By Mark Dreyer 13 Jul 2015

The Chinese Super League has seen impressive growth both on and off the pitch in recent years after recovering from a match-fixing scandal that had pushed professional soccer in China to the edge of extinction. But for all the big-name signings made by clubs and large sponsorship deals made by the league, the concept of Financial Fair Play (FFP) remains a foreign one.

In fairness, UEFA's FFP regulations, first introduced in 2009, have hit some headwinds in recent months with the constraining principles set to be eased, partly in response to some pending lawsuits pursued by clubs that had been punished for spending beyond their means. But, broadly speaking, clubs across Europe remain supportive of the principle that spending should be at least loosely based on a club's revenues.
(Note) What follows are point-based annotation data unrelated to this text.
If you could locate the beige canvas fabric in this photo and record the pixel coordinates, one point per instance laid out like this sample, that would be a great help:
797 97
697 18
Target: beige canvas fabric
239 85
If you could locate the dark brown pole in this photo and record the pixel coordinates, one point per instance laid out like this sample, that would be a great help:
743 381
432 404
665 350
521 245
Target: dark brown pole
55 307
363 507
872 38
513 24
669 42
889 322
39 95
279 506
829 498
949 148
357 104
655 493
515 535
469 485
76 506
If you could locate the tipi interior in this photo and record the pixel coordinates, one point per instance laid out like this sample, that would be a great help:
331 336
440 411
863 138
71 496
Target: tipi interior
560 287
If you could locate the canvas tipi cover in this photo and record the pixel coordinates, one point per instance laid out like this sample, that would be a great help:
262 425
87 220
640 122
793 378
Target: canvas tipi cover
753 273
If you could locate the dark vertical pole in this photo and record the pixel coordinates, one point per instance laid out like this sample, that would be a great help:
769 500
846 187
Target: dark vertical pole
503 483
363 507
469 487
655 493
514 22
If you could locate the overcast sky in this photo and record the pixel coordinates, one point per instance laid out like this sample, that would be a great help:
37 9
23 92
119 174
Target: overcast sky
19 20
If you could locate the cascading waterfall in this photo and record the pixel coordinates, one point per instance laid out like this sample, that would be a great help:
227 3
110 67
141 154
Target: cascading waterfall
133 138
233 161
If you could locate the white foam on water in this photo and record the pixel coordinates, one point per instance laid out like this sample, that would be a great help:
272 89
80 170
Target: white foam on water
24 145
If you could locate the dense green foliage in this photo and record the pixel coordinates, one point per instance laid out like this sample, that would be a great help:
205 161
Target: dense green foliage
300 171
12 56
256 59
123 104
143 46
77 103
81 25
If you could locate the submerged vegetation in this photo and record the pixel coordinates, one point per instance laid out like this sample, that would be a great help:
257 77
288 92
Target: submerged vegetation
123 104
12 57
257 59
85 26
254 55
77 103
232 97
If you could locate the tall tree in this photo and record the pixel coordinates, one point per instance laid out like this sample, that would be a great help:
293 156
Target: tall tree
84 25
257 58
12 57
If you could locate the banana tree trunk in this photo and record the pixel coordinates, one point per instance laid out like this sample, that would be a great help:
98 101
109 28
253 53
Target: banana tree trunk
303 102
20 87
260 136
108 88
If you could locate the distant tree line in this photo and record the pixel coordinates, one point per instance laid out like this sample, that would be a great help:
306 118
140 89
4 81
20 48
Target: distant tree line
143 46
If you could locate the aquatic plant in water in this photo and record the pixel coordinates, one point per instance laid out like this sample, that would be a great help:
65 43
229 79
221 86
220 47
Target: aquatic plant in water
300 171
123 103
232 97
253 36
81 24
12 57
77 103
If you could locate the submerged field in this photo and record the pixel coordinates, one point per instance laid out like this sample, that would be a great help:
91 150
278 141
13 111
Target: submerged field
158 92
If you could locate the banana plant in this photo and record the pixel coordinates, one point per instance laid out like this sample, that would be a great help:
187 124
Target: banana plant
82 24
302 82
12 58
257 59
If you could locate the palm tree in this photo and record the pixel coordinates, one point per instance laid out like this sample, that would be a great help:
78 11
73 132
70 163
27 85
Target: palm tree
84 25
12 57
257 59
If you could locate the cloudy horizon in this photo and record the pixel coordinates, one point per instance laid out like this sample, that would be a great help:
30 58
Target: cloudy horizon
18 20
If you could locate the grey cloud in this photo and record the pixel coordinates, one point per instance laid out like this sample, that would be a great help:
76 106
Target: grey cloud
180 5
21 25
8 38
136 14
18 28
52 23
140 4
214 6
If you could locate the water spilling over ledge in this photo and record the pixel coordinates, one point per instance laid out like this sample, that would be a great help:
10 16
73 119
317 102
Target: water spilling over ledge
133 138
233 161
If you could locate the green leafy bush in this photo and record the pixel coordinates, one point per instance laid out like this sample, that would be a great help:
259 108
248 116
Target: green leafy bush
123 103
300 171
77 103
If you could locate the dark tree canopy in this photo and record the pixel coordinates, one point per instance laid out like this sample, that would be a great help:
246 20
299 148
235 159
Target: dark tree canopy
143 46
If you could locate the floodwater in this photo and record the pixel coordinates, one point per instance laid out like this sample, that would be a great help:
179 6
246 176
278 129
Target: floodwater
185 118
Not so in China, where leading CSL club Guangzhou Evergrande has lost a reported 1.3 billion yuan, or about $215 million, from the start of 2013 up to June this year, but continues to spend. These numbers were only made public ­because the club recently applied to list on the New Third Board, China's over-the-counter equity exchange that has seen valuations soar this year.

An IPO is a tried and tested way to raise more capital, and the 150 percent rise in the price of many companies this year alone must have been too tempting for the club to ignore. But as the recent correction in stock prices has shown to the millions of Chinese who have ­dabbled in the markets, this can also be a risky strategy.
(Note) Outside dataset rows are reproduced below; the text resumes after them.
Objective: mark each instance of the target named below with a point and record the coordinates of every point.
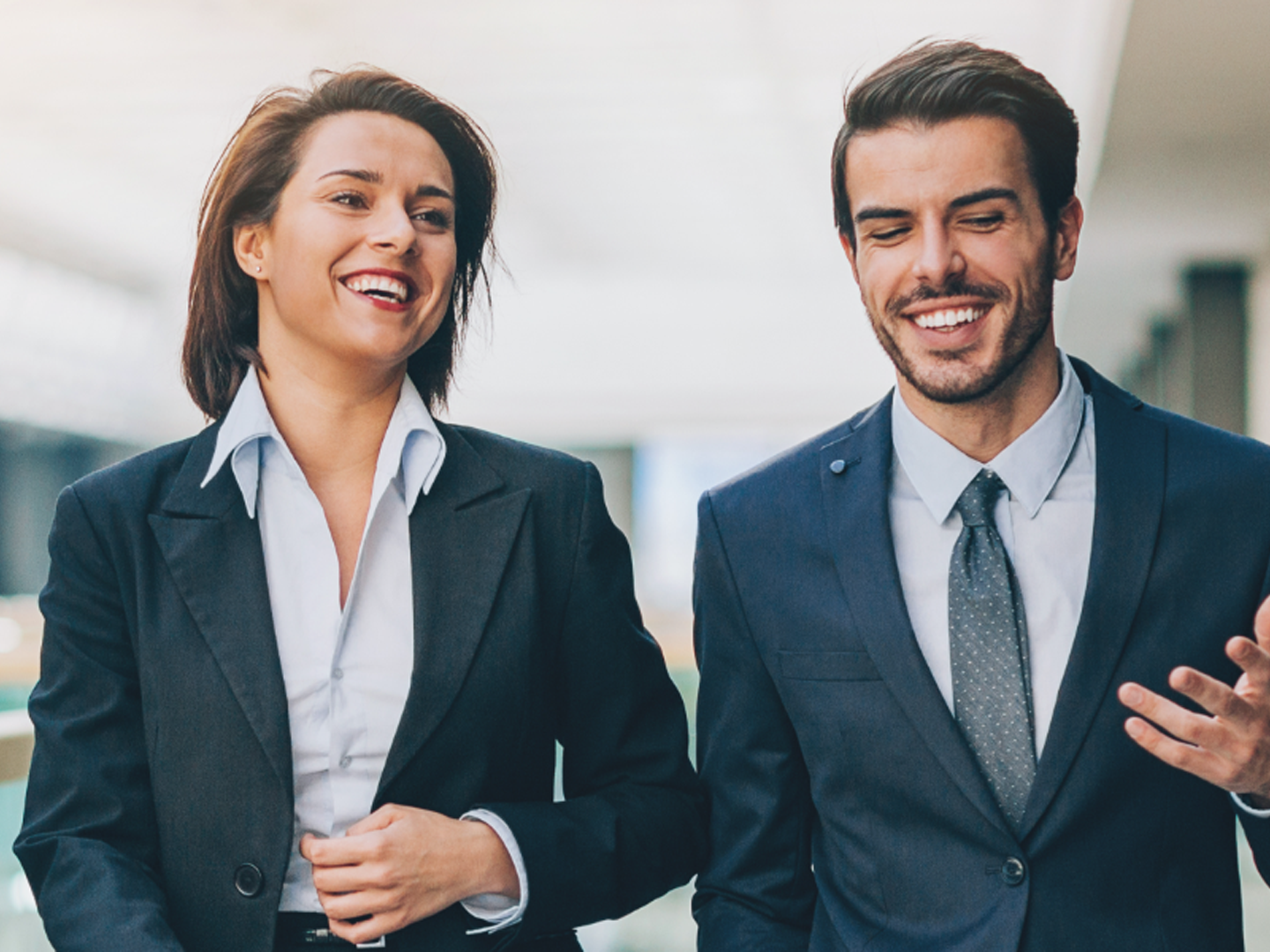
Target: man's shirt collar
(1030, 466)
(412, 444)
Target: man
(918, 632)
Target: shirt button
(1012, 871)
(248, 880)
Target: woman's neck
(334, 426)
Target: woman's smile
(357, 264)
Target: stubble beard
(954, 380)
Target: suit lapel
(213, 553)
(461, 537)
(1129, 499)
(859, 528)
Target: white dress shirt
(347, 672)
(1045, 524)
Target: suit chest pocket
(827, 666)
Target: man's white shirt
(1045, 521)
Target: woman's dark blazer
(159, 807)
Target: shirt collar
(1030, 466)
(412, 444)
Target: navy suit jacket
(848, 810)
(159, 809)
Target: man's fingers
(334, 880)
(378, 820)
(355, 905)
(1252, 658)
(1185, 725)
(1261, 625)
(1213, 695)
(340, 851)
(1184, 756)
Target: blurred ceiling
(666, 219)
(1184, 172)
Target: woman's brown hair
(245, 187)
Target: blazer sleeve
(88, 841)
(631, 824)
(757, 893)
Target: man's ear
(1067, 236)
(249, 249)
(851, 254)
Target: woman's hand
(401, 865)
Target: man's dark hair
(943, 80)
(247, 184)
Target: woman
(303, 674)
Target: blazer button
(1012, 871)
(248, 880)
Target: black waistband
(299, 931)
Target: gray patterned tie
(989, 640)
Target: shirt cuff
(499, 911)
(1241, 804)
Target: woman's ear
(249, 249)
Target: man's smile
(950, 317)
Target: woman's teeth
(950, 317)
(378, 286)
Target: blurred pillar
(1259, 352)
(34, 466)
(1217, 299)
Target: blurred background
(675, 306)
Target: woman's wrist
(493, 868)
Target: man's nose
(938, 257)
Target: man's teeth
(950, 317)
(377, 286)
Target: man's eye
(984, 221)
(888, 234)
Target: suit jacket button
(248, 880)
(1012, 871)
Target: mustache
(952, 287)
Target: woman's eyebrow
(367, 175)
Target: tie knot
(978, 499)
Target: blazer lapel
(213, 553)
(859, 527)
(461, 537)
(1129, 499)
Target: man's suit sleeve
(631, 825)
(88, 842)
(757, 893)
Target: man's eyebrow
(984, 195)
(866, 213)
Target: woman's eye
(436, 217)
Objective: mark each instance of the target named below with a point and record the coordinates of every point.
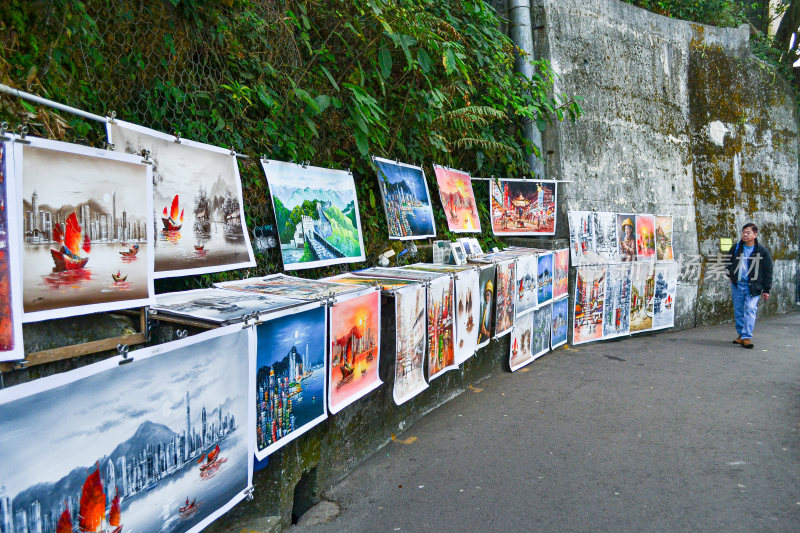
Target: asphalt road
(677, 431)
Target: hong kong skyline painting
(290, 370)
(354, 351)
(316, 215)
(85, 228)
(11, 346)
(196, 199)
(406, 200)
(102, 447)
(458, 200)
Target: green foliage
(326, 81)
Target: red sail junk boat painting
(67, 253)
(171, 220)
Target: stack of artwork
(626, 278)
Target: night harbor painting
(219, 305)
(85, 228)
(409, 372)
(458, 200)
(316, 215)
(170, 458)
(197, 202)
(523, 207)
(290, 376)
(354, 348)
(10, 284)
(406, 200)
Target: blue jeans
(745, 308)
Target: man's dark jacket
(760, 276)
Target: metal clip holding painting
(23, 133)
(122, 349)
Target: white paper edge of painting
(58, 146)
(251, 262)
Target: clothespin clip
(122, 349)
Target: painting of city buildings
(587, 321)
(316, 212)
(642, 293)
(84, 230)
(406, 200)
(520, 346)
(288, 287)
(10, 289)
(560, 273)
(441, 327)
(290, 376)
(197, 202)
(410, 336)
(645, 237)
(559, 318)
(544, 278)
(354, 348)
(486, 281)
(504, 297)
(160, 444)
(664, 292)
(540, 340)
(664, 250)
(219, 305)
(616, 314)
(526, 283)
(458, 200)
(467, 304)
(523, 207)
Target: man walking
(750, 272)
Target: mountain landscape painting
(316, 212)
(160, 444)
(85, 228)
(197, 202)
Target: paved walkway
(679, 431)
The sense is that Guangzhou Evergrande, which now has the name Taobao appended to its team name after sizeable investment from Jack Ma Yun's Alibaba Group, wants to get more cash simply to finance further transfers of foreign ­players or hiring of coaches, rather than to balance its books in any meaningful way.
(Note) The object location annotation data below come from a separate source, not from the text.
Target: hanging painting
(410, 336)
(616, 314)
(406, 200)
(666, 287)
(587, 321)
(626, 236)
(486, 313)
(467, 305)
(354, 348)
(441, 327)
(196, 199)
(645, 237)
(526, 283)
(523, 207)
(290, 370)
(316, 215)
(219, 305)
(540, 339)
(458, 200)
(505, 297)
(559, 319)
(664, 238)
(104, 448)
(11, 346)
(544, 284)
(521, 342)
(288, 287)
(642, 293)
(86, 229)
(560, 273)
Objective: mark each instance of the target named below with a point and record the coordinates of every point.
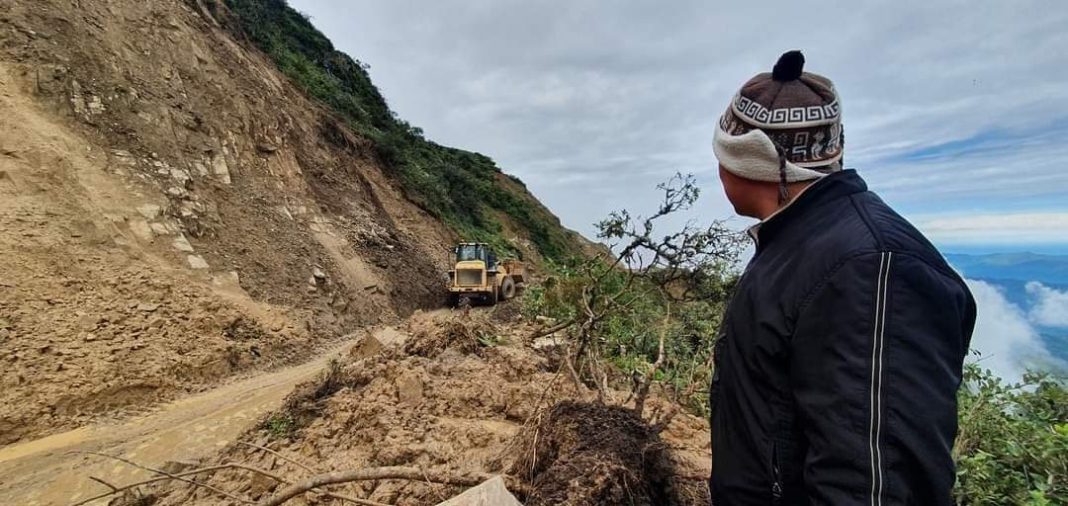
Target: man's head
(782, 131)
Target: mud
(466, 412)
(585, 454)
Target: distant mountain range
(1051, 270)
(1010, 273)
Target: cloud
(1007, 343)
(1001, 228)
(1050, 307)
(949, 108)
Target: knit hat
(783, 126)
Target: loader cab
(469, 252)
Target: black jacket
(838, 361)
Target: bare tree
(674, 268)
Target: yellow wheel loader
(478, 277)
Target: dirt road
(44, 472)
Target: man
(838, 363)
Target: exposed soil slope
(174, 210)
(485, 409)
(45, 472)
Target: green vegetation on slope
(466, 190)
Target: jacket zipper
(776, 483)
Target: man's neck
(770, 207)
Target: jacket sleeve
(876, 360)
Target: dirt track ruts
(46, 472)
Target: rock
(220, 169)
(490, 492)
(95, 106)
(150, 211)
(182, 243)
(409, 389)
(266, 147)
(181, 176)
(141, 230)
(261, 485)
(159, 228)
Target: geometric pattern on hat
(796, 116)
(799, 112)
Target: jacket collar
(829, 188)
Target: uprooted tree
(650, 304)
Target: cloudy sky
(955, 111)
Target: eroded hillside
(174, 209)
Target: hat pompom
(789, 66)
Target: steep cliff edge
(174, 209)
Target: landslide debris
(587, 454)
(502, 409)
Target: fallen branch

A number of US-listed Chinese ­companies have sought to go private in recent weeks with a view to re-listing at a later date on China's stock exchanges in order to leverage what they feel will be higher prices closer to home. But as the rollercoaster ride of stock market volatility is proving, sure bets no longer exist.

Similarly, Guangzhou's leading club may well fare better in Asian ­competition as its strength grows domestically with further investment, but if the gap between the team and the rest of the CSL widens any further, a lack of competition at home could hurt it in the long run.